Disciplines of abundance begin with a careful, thoughtful appreciative inventory of our assets--both tangible and intangible. Then we need a clear-eyed examination of what we could with them. I've learned this from my colleagues in Southern Africa who developed and deepened the idea of "religious health assets." http://www.arhap.uct.ac.za/) Their disciplined thought changed the language of the World Health Organization, World Bank and United Nations. Now, the global network of institutions haven't fully turned, in the biblical sense, but at least they've begun to notice that somebody (Id say God)  has placed a heck of a lot more stuff in the community than they thought was there. The careful methodology of mapping religious health assets in Zambia discovered that there were about six times more health organizations and networks operating in the community than the government knew anything about. This is about what we find anywhere we are disciplined enough to look.  We brought that methodology to Memphis, adapted it and found the same thing. The model went back to Africa where it was again adapted and is now being used in all 135 health districts in South Africa to guide government and community planning so that it is informed by realistic abundance and not just scarcity.

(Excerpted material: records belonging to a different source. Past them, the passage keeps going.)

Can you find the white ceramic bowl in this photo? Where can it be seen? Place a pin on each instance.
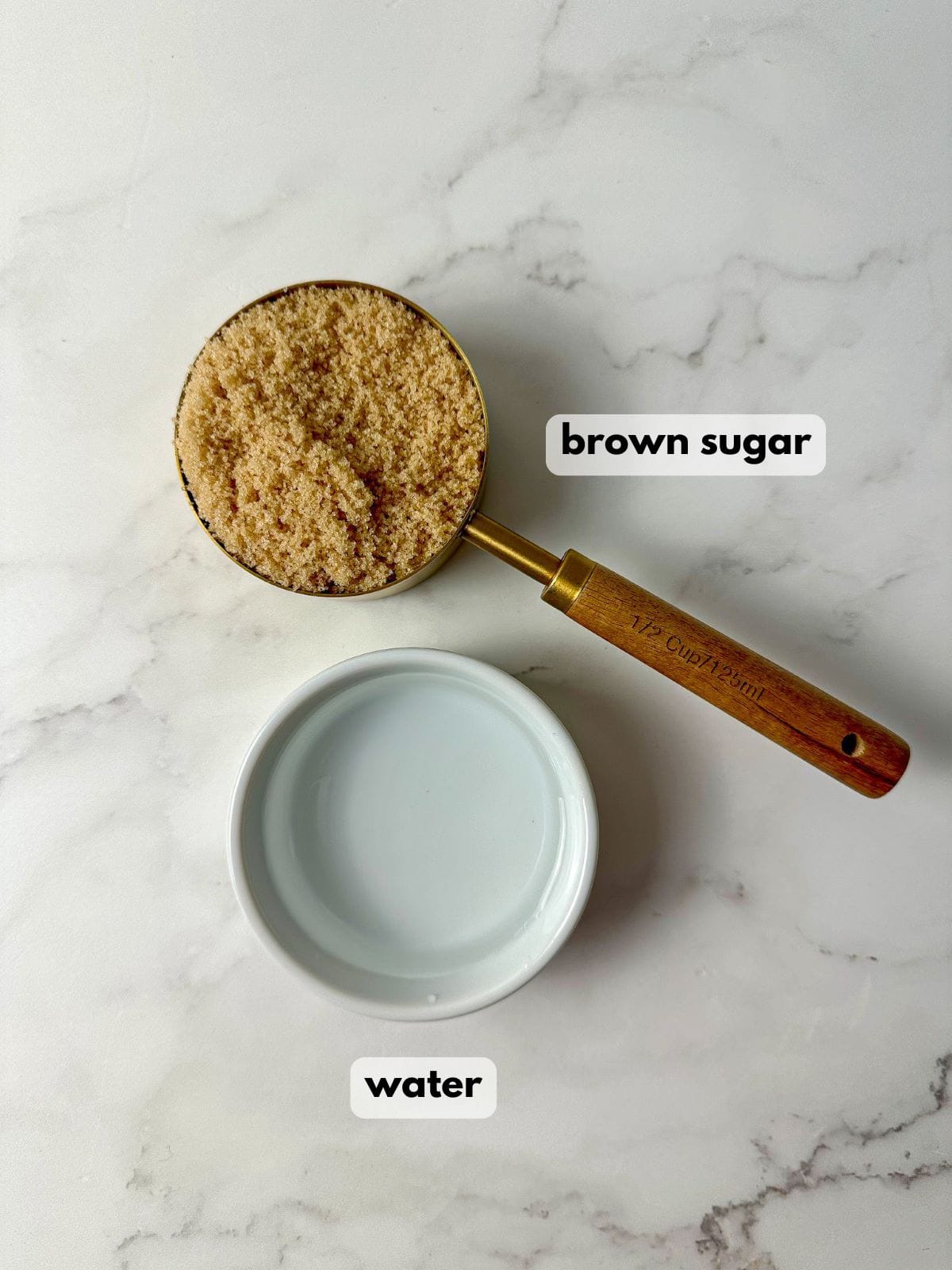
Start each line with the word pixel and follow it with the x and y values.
pixel 413 832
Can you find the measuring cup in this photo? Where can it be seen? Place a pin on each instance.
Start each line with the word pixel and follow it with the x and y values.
pixel 831 736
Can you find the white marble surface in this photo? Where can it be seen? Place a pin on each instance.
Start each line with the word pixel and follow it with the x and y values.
pixel 731 205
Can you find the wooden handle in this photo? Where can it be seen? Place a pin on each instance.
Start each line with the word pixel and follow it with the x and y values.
pixel 809 723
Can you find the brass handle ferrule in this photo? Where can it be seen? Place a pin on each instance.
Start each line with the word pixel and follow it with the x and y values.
pixel 568 581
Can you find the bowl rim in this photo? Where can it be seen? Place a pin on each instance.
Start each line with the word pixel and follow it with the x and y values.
pixel 526 702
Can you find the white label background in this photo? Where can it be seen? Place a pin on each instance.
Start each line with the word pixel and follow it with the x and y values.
pixel 399 1106
pixel 810 463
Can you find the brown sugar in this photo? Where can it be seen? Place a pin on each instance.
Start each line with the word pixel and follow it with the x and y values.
pixel 332 438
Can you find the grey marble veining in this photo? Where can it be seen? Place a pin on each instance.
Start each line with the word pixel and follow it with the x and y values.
pixel 742 1058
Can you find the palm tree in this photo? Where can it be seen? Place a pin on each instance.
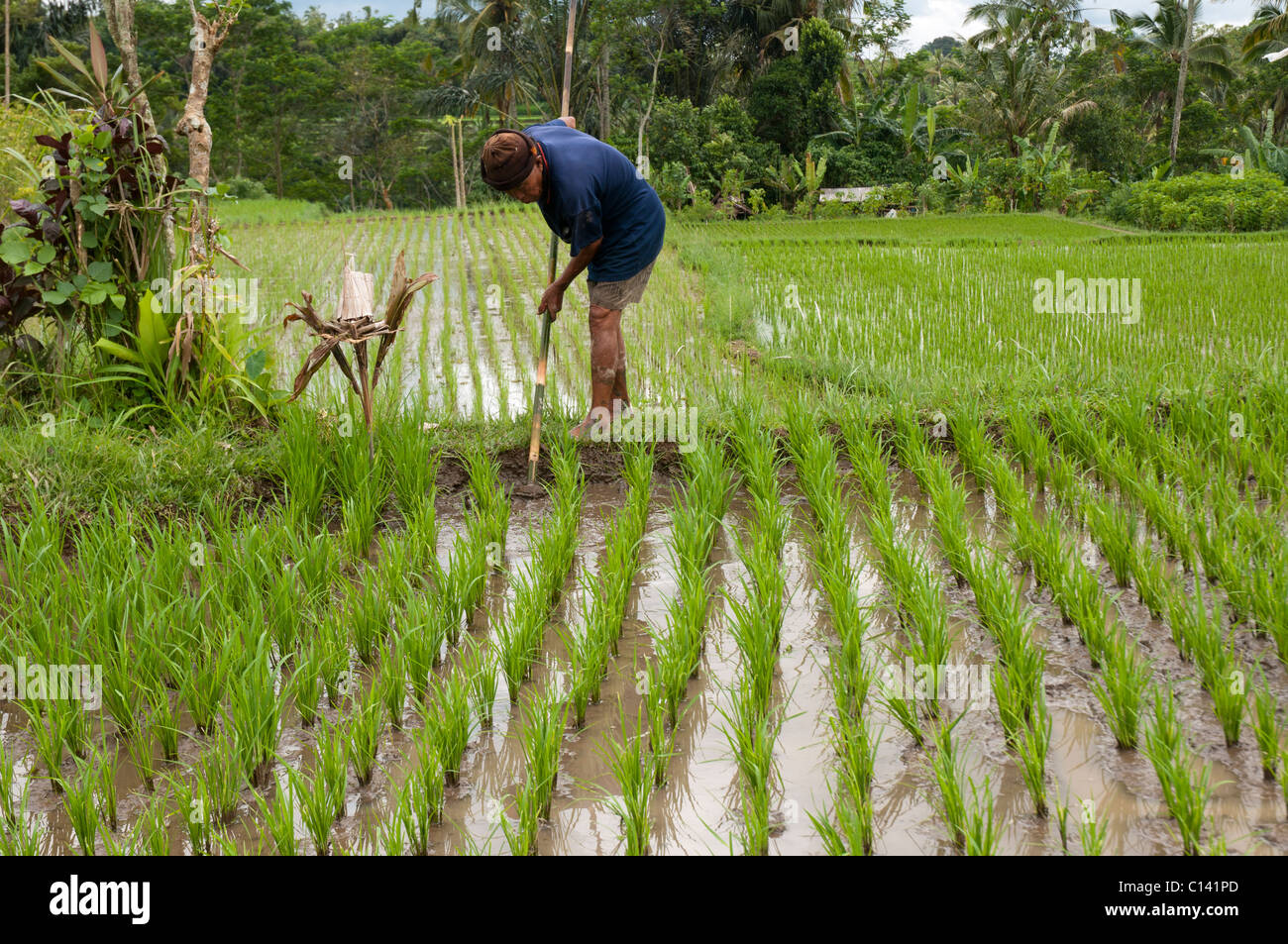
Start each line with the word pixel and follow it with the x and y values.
pixel 1044 22
pixel 1269 25
pixel 1270 29
pixel 487 34
pixel 1170 34
pixel 1020 91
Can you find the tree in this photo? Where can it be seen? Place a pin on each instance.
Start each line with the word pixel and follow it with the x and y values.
pixel 1018 91
pixel 1179 103
pixel 797 98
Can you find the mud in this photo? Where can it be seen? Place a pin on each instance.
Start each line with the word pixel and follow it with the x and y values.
pixel 697 810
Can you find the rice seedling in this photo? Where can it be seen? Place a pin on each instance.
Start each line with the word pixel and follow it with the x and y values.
pixel 335 666
pixel 1091 831
pixel 256 713
pixel 758 648
pixel 317 807
pixel 1030 752
pixel 278 816
pixel 1231 699
pixel 490 502
pixel 391 684
pixel 413 459
pixel 150 835
pixel 851 833
pixel 1265 725
pixel 8 814
pixel 452 721
pixel 544 720
pixel 522 837
pixel 630 767
pixel 1153 584
pixel 478 662
pixel 362 730
pixel 106 768
pixel 22 836
pixel 204 685
pixel 424 634
pixel 1121 687
pixel 982 832
pixel 369 612
pixel 330 768
pixel 313 558
pixel 402 828
pixel 871 465
pixel 305 684
pixel 78 801
pixel 219 771
pixel 1061 820
pixel 1115 530
pixel 305 478
pixel 947 768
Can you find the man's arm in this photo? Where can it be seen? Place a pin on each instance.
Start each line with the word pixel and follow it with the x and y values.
pixel 552 300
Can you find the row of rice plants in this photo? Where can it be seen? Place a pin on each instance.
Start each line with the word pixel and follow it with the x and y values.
pixel 752 720
pixel 848 828
pixel 966 806
pixel 1241 548
pixel 1201 635
pixel 1018 679
pixel 540 582
pixel 1126 685
pixel 640 755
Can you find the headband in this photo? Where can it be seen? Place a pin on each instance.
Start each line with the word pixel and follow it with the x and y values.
pixel 513 163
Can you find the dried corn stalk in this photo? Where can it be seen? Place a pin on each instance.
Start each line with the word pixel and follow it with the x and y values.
pixel 355 325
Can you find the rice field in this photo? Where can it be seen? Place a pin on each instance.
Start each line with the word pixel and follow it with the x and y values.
pixel 936 572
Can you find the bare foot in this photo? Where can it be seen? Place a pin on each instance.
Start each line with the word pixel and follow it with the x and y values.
pixel 595 426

Discipline is needed when you start mapping the strengths and assets because you find yourself drowning in what is possible. Where fear asks us to subtract and do less, we actually have more hope than we know what to do with. In Memphis' iconic Yellow Fever story, the city almost died from bad water while living on top of the greatest freshwater aquifer on the planet.

The most generative abundance is found in the relationships God's spirit constantly moves in and through us to create. God is connected to everything and everybody. So the connections among God's people--all those that turn toward life--are infinite not just abundant. This is surely the abundance that we have been most undisciplined with.

The disciplines of abundance are a lot more fun than those rooted in bleakness scarcity.They live closely with all the creative arts, worship, celebration and the surprises generated constantly by faith, hope and love. Ezekiel and all the prophets of every religion knew it  was a love story after all; of a God with no heart for vengeance, filled with sorrow for his people. Why will you die?"